Une question identitaire dont s’est emparée ces dernières années l’ex militant d’extrême gauche et soutien de SOS racisme Alain Finkielkraut, qualifié aujourd’hui de néo réac, voire pire, du fait de ses critiques du «muticulturalisme», qui était reçu hier sous la coupole.
Une arrivée à l’Académie Française qui suscita la polémique, beaucoup de membres du microcosme germanopratin ne lui pardonnant pas d’affirmer désormais que l’idéologie antiraciste a pris le relais de l’intolérance communiste. En avril 2014, il fut élu par ses pairs dés le premier tour par 16 voix sur 28, bénéficiant notamment du soutien explicite de Pierre Nora, Michel Déon, Max Gallo, Hélène Carrère d’Encausse, Jean d’Ormesson. Pour autant, ses détracteurs à l’Académie (Dominique Fernandez, Angelo Rinaldi, François Weyergans, Michel Serres…) l’avaient accusé de proximité avec le FN, de xénophobie et d’homophobie. Le délicat Dominique Fernandez, fils du journaliste et écrivain d’origine mexicaine Ramon Fernandez, militant communiste passé à la collaboration avec l’Allemagne hitlérienne, avait même qualifié M. Finkielkraut « d’immonde», comme la Bête du même nom, dans un entretien à la revue littéraire Transfuge.
Symboliquement, l’épée d’académicien d’Alain Finkielkraut est gravée de cette belle sentence du grand Charles Péguy : «La République Une et indivisible, notre royaume de France» et, en hommage à ses parents et à ses racines juives, d’un Aleph, première lettre de l’alphabet hébraïque. Le pommeau est constitué par une tête de vache, une référence à Nietzsche, plus précisément à cette réflexion du philosophe de Sils-Maria, dans La généalogie de la morale: «pour pouvoir pratiquer la lecture comme un art, une chose avant toute autre est nécessaire, que l’on a pratiquement oublié de nos jours (…), une chose qui nous demanderait presque d’être de la race bovine et certainement pas un homme moderne, je veux dire être capable de ruminer.»

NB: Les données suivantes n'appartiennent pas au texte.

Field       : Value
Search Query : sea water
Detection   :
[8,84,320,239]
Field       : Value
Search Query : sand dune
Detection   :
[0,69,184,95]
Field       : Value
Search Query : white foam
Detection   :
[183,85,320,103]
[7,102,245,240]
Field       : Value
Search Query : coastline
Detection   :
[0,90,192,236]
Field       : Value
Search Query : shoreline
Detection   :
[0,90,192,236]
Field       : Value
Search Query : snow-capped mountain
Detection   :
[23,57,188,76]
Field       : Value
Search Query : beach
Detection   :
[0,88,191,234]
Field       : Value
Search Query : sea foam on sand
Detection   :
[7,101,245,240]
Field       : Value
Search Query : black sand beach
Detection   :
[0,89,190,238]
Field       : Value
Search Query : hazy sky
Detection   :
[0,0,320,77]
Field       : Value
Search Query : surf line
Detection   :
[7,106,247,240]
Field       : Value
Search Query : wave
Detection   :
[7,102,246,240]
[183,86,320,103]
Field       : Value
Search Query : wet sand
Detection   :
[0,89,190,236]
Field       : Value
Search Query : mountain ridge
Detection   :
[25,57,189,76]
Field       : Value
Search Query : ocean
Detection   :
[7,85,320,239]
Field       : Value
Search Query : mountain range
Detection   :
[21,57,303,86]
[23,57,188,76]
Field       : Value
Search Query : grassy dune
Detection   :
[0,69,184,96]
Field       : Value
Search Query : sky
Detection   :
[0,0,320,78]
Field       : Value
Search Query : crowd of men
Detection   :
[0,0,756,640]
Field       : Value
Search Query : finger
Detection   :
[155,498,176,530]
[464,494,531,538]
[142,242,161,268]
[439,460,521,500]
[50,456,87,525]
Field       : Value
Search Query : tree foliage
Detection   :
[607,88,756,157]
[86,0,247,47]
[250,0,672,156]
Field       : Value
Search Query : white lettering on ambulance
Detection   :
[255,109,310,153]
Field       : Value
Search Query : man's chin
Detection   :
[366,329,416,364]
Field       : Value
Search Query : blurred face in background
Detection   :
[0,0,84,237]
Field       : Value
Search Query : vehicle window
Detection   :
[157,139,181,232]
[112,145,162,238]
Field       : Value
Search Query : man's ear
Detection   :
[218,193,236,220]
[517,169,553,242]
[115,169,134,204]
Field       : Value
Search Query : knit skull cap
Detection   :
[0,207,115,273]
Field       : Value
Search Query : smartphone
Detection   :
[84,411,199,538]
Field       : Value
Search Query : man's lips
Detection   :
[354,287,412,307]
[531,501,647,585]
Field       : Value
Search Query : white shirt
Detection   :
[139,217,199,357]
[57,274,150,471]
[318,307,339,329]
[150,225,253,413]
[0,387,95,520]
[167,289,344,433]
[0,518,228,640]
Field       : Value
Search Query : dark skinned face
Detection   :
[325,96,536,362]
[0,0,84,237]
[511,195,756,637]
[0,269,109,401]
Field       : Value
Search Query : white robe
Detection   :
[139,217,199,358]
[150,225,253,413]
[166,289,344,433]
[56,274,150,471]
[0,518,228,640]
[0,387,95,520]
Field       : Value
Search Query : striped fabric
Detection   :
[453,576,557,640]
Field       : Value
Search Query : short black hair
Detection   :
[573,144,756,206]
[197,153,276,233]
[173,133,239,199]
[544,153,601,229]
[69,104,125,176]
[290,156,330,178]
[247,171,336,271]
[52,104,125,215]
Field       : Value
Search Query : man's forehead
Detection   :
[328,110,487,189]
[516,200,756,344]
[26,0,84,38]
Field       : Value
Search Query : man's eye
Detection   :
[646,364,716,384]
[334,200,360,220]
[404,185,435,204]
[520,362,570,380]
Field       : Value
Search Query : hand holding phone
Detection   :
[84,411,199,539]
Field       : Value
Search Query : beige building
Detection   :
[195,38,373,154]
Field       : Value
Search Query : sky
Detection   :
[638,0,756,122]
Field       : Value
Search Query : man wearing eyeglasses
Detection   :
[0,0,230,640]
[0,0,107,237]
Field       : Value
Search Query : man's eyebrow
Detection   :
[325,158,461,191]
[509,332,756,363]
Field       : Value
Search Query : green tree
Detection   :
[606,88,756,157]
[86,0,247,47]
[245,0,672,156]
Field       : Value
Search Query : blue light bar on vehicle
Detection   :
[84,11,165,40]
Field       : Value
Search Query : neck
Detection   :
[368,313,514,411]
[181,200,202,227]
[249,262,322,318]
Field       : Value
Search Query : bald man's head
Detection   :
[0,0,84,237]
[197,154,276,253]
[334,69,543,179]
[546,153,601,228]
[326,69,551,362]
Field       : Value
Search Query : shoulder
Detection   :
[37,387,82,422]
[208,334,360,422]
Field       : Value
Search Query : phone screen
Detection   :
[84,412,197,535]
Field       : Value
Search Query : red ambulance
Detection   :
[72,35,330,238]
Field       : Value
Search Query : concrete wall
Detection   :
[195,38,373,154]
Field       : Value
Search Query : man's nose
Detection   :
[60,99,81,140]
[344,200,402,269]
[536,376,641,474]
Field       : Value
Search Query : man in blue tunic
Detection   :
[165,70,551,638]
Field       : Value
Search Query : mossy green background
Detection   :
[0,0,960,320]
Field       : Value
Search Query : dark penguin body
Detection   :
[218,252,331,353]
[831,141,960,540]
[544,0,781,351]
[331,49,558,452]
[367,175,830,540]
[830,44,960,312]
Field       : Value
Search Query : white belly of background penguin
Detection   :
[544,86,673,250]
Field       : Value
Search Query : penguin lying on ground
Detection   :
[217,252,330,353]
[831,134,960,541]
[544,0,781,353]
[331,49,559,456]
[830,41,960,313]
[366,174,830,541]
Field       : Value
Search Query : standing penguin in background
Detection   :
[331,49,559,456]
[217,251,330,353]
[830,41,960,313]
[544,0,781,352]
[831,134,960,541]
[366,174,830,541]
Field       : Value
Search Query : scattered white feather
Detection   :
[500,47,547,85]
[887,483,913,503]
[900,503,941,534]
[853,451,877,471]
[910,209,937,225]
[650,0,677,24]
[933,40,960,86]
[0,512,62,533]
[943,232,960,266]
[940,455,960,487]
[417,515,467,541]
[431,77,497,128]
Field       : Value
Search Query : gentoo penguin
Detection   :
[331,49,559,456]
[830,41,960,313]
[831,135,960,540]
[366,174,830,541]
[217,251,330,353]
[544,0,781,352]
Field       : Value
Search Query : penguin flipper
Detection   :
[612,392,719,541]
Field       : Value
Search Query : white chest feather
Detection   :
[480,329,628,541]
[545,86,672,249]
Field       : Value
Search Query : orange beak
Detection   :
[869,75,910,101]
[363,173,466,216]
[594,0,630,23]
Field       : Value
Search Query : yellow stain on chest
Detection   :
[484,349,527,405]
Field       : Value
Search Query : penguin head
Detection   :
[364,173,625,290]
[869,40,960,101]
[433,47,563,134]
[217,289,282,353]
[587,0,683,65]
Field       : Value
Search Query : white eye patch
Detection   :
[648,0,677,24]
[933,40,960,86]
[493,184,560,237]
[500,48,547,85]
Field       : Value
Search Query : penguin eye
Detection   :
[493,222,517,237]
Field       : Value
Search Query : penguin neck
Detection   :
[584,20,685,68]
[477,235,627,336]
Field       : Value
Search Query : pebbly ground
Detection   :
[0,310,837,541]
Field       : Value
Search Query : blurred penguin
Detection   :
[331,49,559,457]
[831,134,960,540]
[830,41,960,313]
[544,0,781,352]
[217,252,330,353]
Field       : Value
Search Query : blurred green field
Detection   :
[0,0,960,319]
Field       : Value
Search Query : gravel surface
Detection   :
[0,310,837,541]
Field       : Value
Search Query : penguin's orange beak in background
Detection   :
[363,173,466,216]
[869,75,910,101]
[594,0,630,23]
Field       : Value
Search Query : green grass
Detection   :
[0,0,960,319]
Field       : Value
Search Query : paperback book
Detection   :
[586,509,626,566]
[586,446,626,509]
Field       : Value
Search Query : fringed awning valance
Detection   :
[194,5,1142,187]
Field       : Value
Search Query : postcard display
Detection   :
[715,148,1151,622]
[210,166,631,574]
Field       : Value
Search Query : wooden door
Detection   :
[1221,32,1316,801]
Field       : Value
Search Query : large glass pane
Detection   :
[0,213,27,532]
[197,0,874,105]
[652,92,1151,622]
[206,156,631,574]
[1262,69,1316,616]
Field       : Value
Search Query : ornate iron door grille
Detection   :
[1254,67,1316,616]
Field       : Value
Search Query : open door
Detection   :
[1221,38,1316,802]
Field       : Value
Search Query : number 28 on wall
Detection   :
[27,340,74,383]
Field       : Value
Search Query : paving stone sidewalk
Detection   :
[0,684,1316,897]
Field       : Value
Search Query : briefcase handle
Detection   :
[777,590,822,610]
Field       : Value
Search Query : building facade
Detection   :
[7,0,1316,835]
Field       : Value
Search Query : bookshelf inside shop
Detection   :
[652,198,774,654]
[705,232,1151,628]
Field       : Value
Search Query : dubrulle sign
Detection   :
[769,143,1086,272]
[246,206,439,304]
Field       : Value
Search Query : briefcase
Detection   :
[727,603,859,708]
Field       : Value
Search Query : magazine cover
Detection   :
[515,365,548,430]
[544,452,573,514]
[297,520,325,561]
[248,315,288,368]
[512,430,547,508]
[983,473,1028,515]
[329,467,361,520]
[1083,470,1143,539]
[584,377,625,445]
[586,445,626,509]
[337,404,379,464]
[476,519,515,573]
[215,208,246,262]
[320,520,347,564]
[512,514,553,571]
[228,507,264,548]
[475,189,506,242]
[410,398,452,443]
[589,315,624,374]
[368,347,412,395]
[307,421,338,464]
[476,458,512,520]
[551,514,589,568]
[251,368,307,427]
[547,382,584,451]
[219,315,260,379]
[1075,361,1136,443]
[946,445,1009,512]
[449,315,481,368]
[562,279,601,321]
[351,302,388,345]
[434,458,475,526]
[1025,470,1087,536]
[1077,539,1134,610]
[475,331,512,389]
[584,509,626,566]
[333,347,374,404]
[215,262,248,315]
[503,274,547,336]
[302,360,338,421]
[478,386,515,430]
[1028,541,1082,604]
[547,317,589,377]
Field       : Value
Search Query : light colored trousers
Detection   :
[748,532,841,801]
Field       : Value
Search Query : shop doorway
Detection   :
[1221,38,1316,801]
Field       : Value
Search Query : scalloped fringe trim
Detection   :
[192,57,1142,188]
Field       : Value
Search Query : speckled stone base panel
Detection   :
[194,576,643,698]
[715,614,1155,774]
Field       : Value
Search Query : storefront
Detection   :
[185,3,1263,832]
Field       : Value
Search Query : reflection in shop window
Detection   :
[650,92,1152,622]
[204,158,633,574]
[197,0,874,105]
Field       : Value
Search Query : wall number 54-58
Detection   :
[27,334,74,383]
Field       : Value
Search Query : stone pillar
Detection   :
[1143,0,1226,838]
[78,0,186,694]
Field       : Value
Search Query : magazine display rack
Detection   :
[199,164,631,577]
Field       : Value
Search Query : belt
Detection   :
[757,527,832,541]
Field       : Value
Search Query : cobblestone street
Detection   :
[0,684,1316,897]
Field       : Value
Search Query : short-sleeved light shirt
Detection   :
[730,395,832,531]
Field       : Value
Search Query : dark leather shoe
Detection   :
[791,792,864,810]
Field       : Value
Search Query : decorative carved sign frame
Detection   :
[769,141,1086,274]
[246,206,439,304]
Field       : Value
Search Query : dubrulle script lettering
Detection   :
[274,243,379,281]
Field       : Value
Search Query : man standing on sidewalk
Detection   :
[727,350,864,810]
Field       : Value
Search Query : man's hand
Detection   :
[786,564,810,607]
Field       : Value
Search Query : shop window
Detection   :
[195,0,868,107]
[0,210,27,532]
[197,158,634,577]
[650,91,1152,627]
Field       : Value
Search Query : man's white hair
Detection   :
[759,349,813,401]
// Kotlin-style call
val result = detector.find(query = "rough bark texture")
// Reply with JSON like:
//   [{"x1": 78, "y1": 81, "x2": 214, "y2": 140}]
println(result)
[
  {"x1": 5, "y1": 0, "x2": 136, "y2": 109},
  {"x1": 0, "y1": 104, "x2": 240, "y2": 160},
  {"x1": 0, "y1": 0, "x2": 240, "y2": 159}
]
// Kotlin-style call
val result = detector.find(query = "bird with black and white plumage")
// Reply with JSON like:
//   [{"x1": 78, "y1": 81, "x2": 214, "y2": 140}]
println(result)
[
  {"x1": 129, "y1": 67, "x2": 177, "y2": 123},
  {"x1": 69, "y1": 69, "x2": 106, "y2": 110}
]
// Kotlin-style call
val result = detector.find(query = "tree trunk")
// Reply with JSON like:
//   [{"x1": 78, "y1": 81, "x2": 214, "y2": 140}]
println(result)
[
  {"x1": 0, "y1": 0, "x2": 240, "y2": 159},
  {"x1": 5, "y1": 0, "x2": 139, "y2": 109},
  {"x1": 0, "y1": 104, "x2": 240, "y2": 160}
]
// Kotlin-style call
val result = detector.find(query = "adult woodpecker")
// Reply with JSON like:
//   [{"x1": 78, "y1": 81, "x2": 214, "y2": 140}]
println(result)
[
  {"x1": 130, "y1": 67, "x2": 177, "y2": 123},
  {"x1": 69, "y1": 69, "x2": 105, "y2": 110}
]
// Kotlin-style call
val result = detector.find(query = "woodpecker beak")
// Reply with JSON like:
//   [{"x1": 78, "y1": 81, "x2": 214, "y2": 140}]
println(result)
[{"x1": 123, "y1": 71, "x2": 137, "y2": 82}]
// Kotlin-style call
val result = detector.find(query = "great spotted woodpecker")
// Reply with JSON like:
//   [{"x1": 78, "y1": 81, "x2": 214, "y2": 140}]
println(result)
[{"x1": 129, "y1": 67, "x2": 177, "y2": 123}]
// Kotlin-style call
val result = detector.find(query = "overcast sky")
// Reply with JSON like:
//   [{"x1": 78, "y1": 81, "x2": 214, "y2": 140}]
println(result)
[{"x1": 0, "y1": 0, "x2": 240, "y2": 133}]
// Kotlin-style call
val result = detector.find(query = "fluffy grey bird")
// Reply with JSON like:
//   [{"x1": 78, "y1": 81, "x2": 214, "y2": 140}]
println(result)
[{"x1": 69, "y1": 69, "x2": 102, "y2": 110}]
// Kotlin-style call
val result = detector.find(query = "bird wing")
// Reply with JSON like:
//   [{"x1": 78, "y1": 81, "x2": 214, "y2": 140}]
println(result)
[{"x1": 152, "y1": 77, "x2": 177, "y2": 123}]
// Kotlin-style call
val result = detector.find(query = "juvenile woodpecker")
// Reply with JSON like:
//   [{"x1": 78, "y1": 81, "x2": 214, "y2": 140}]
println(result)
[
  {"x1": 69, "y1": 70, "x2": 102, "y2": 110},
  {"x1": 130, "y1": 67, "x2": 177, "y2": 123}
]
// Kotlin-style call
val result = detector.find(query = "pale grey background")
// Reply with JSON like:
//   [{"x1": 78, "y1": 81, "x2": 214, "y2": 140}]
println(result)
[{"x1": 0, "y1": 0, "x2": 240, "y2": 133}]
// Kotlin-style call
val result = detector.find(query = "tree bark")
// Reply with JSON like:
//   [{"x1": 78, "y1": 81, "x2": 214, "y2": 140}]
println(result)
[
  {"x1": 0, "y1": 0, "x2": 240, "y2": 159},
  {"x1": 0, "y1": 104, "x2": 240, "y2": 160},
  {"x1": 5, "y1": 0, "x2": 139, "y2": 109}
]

En fait de rumination, M. Finkielkraut a filé dans son discours –publié in extenso sur le site du Point- ses thèmes habituels (ses obsessions diraient ses adversaires). Comme cela est d’usage, il a aussi fait l’éloge de son prédécesseur dont il occupe le siège, le dramaturge et romancier d’origine belge Félicien Marceau (décédé en 2012), condamné par contumace à la Libération à 15 ans de prison pour collaboration lorsqu’il était reporter à Radio Bruxelles entre 1940 et 1942. Refusant ici tout simplisme et manichéisme sur cette période pour le moins compliquée, qui, après les horreurs de la boucherie de 14-18, avait vu émerger dans l’entre-deux guerres, notamment chez les intellectuels, un fort courant anti belliciste, pacifiste, le nouvel académicien a qualifié d’ «exorbitante» la condamnation de Marceau, lequel s’était vu accordé la nationalité française par le général De Gaulle.
« J’ai découvert que j’aimais la France le jour où j’ai pris conscience qu’elle aussi était mortelle», un amour « que j’ai essayé d’exprimer dans plusieurs de mes livres et dans des interventions récentes». «Cela me vaut d’être traité de passéiste, de réactionnaire, voire pire», a déclaré Alain Finkilekraut. Un amour qui n’allait pas de soi, il y a encore quelques années. Il a été beaucoup reproché à ce sioniste militant, qui n’en dénonce pas moins le rendez-vous annuel du Crif qu’il qualifie de «tribunal dînatoire», d’une « convocation du gouvernement », son entretien dans le journal israélien Haaretz du 19 novembre 2005. Évoquant les déportations de membres de sa famille à Auschwitz, il avait ainsi déclaré au sujet de la France : «Ce pays mérite notre haine.» Le redirait-il aujourd’hui? M. Finkielkraut a par ailleurs depuis renié cet entretien à Haaretz qu’il estimait non fidèle à la teneur réelle de ses propos.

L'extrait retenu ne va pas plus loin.